In 2018, she was called back to Pantai Hospital Kuala Lumpur as its Coo and was subsequently appointed as CEO of PHA in 2021.
“I must say that I’m very lucky to be a born and grown product of Pantai Hospital. When I was a nurse and throughout my 22-year journey at Pantai Hospital Kuala Lumpur, I was given a lot of training and given a lot of opportunities to grow. Besides nursing courses, I was able to attend management courses and work with other leaders in the company,” Chong reflected.
“Before joining healthcare, I always had the misconception that the highest hierarchy of nursing is the Matron’s position because that is how it works in the government sector. I used to admire those wearing the cap with lace on it.”
“I used to dream and wonder which day I would reach that position. After I joined Pantai, I learned that in Nursing, we can do a lot more. I then realised that we do not have to stay as a Nurse forever,” elaborated Chong.
So, when she was given the opportunity to do different things, she decided to have a go, but she said, “I never knew that I could be a CEO one day.” She even asked her Management if they were sure about choosing her for the role but replied, “If you have confidence in me then I’ll give it a try.”

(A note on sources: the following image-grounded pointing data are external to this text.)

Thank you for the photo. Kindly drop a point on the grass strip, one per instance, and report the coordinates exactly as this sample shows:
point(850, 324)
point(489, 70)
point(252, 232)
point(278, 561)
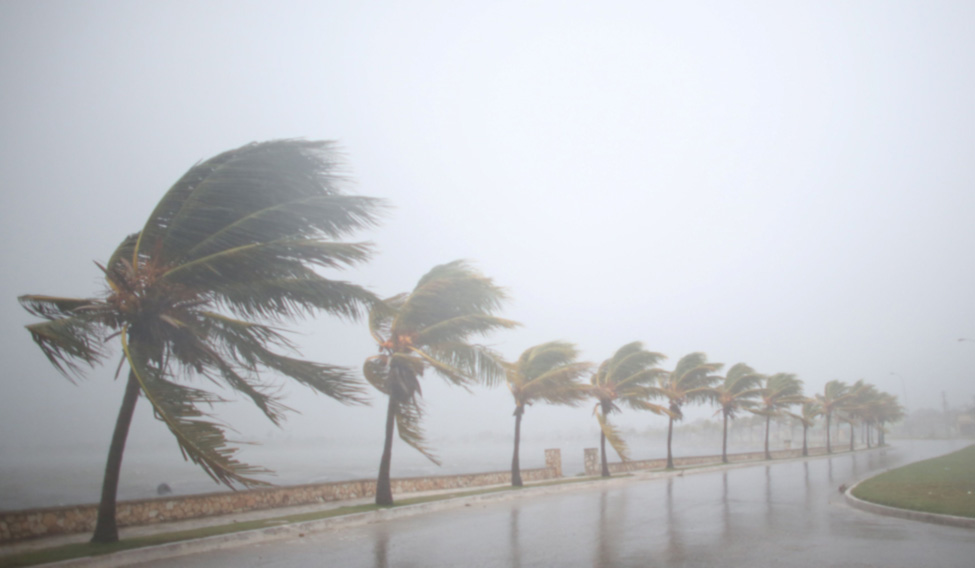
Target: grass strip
point(943, 485)
point(85, 549)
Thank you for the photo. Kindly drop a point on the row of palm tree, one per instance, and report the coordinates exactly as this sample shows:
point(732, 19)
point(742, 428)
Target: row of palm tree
point(231, 253)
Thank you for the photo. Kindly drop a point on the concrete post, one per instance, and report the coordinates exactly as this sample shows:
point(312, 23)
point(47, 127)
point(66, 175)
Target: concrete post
point(553, 460)
point(591, 459)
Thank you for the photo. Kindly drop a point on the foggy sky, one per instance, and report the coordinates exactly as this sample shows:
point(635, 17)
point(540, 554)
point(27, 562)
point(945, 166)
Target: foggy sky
point(789, 186)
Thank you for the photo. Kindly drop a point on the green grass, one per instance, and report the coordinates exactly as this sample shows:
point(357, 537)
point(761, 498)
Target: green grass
point(83, 549)
point(944, 485)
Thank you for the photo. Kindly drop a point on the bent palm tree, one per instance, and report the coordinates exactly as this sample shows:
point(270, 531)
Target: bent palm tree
point(835, 395)
point(549, 373)
point(856, 408)
point(229, 251)
point(781, 391)
point(690, 381)
point(886, 410)
point(807, 417)
point(429, 328)
point(624, 378)
point(737, 392)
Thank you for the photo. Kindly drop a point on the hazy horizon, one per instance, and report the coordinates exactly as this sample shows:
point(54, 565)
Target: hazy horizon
point(785, 185)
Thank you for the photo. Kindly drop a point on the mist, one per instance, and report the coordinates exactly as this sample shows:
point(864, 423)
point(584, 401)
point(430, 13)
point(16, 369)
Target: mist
point(789, 186)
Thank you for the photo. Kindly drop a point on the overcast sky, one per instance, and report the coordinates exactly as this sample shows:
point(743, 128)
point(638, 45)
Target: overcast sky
point(786, 184)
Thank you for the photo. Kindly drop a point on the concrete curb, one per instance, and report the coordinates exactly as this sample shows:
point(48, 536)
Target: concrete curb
point(949, 520)
point(299, 530)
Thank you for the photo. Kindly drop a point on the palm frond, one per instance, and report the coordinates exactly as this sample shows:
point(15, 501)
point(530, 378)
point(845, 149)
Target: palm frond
point(463, 363)
point(381, 316)
point(448, 291)
point(67, 341)
point(215, 196)
point(278, 299)
point(200, 438)
point(409, 416)
point(559, 385)
point(263, 261)
point(460, 328)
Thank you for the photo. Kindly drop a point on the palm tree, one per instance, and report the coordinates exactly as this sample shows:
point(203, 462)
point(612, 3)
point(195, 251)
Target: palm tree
point(430, 328)
point(549, 373)
point(690, 381)
point(737, 392)
point(807, 417)
point(625, 378)
point(835, 394)
point(225, 257)
point(781, 391)
point(860, 407)
point(888, 410)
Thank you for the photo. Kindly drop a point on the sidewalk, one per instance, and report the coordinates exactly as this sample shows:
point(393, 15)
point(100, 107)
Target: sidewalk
point(283, 529)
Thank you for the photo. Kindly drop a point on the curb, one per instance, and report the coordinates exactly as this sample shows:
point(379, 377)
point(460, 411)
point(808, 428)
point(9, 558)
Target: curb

Chong explains that she is not the first to reach such a milestone as there are two other nurses she knows of within IHH Healthcare Malaysia (a world-leading integrated healthcare provider that owns PHA, one of 16 hospitals in IHH Healthcare Malaysia’s network) who also went on to become CEOs.

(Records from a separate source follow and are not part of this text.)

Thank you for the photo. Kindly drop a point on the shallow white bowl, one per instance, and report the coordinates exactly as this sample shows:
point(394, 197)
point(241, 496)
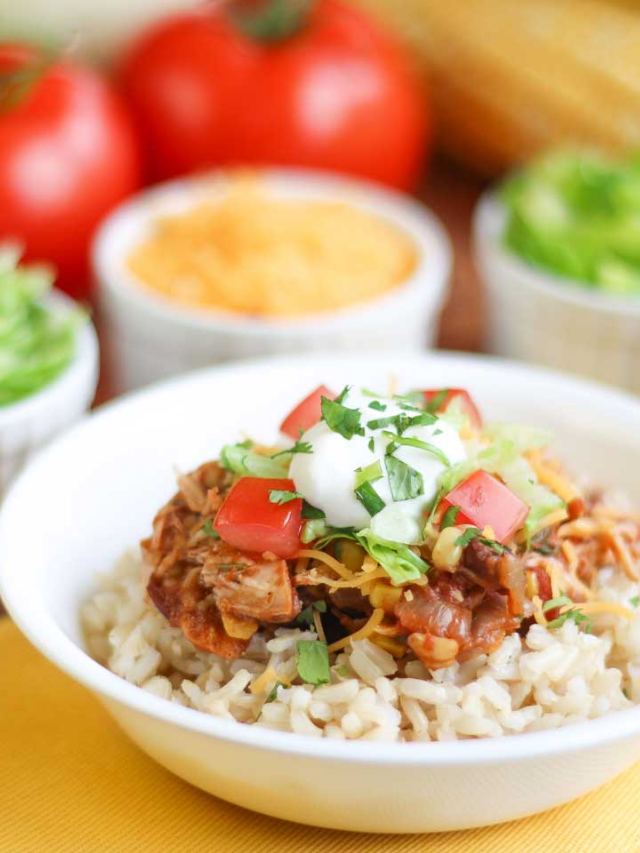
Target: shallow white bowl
point(539, 317)
point(111, 473)
point(29, 424)
point(155, 337)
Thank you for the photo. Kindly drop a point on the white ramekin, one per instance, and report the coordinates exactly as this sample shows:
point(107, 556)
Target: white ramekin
point(155, 337)
point(538, 317)
point(28, 425)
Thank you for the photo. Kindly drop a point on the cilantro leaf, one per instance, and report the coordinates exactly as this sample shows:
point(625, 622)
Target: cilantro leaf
point(282, 496)
point(311, 512)
point(449, 518)
point(241, 460)
point(305, 617)
point(207, 529)
point(297, 447)
point(313, 661)
point(421, 445)
point(369, 474)
point(339, 418)
point(405, 482)
point(369, 498)
point(475, 533)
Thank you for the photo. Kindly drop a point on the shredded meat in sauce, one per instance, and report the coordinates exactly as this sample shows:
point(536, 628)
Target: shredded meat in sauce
point(219, 596)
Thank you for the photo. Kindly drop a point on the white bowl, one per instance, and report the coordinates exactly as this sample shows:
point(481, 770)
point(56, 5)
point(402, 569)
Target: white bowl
point(29, 424)
point(111, 472)
point(155, 337)
point(536, 316)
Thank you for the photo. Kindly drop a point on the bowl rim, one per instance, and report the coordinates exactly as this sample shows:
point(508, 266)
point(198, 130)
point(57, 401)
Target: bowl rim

“I saw these two success stories, but I previously thought that only accountants or doctors or those with financial backgrounds could be CEO,” said Chong. She said speaking to a friend who is also a CEO now in the healthcare industry, they never thought that they could be where they are now when they used to do night duty together.
Juggling Work-Life Balance
The mother of two said that initially when her children were younger it was harder to balance her personal life and her career, but it has gotten easier in recent years.

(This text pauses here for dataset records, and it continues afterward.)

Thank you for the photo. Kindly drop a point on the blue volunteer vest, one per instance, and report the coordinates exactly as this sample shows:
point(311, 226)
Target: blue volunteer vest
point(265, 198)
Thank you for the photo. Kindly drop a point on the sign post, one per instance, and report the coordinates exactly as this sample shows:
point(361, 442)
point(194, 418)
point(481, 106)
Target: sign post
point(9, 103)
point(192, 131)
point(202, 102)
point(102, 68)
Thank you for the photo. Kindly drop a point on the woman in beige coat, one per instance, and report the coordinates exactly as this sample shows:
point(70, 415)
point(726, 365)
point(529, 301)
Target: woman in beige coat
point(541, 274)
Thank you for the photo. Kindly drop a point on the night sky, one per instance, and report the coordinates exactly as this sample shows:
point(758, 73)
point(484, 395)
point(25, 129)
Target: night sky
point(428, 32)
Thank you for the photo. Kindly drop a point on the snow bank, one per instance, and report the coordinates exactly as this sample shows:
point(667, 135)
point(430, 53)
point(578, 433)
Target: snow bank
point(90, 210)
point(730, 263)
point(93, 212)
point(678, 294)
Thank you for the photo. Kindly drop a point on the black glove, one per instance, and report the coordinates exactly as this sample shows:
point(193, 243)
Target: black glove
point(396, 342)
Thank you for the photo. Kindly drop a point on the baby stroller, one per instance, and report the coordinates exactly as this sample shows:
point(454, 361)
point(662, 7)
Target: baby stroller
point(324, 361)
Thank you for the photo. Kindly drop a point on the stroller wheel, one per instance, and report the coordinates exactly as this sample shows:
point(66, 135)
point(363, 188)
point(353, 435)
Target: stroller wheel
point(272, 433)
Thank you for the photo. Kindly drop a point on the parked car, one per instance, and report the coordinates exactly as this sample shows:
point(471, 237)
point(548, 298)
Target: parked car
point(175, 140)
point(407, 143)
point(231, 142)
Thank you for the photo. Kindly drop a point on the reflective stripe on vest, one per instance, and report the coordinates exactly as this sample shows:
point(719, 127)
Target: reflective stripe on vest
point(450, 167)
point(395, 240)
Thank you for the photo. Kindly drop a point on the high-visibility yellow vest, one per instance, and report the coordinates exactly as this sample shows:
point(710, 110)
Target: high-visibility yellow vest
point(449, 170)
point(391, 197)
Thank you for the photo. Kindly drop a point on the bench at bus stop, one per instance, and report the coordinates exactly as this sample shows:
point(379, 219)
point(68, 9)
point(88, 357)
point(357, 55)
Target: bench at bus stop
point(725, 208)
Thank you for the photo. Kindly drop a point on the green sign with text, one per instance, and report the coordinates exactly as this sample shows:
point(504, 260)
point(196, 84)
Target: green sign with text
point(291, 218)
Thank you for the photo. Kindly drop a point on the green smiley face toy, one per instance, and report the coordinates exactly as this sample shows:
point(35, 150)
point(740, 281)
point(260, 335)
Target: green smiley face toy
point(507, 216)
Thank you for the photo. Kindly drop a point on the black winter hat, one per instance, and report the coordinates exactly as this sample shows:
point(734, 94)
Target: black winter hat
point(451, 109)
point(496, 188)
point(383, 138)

“I still have two or three hours before bedtime to spend with my family and I still have time to watch TV. I also play Candy Crush,” she laughed, saying that she finds it relaxing.
“A shortage of nurse personnel is a global issue right now,” Chong shared. She explained that with their licence, nurses can choose to work abroad. “The colleges are finding it difficult to recruit student nurses. It is a big challenge now for the healthcare industry.”
“There were many nurses who quit after the pandemic had been ongoing for a while. While everyone was at home, healthcare workers had to report for duty. They had no choice but to work during that time, but they had to go through a lot of stress and fatigue.” She continued that many have also gone on to Singapore or Saudi Arabia once the travel restrictions eased after the pandemic.
There is also a common perception that being a nurse is only for the ladies, but Chong shared that there are many male nurses in Malaysia nowadays too.
A Leading Lady
Chong, who appeared down to earth during our chat despite her position also shared some advice on how to be a leader, “As a leader, it's important for us to serve as a role model, demonstrating how to maintain a balanced and unbiased approach in any situation. I used to tell myself that we need to have self-awareness and not be too arrogant. It doesn’t matter if you’re the boss, we have a lot to learn from others as well.”
“If we have a decision to make or a problem to solve, we don’t brainstorm alone. We have to discuss with our team how to resolve the matter. I believe that there is no one-size-fits-all solution. I remind myself that we need to be humble and continuously improve ourselves,” she concluded.
What a motivational story for all young nurses!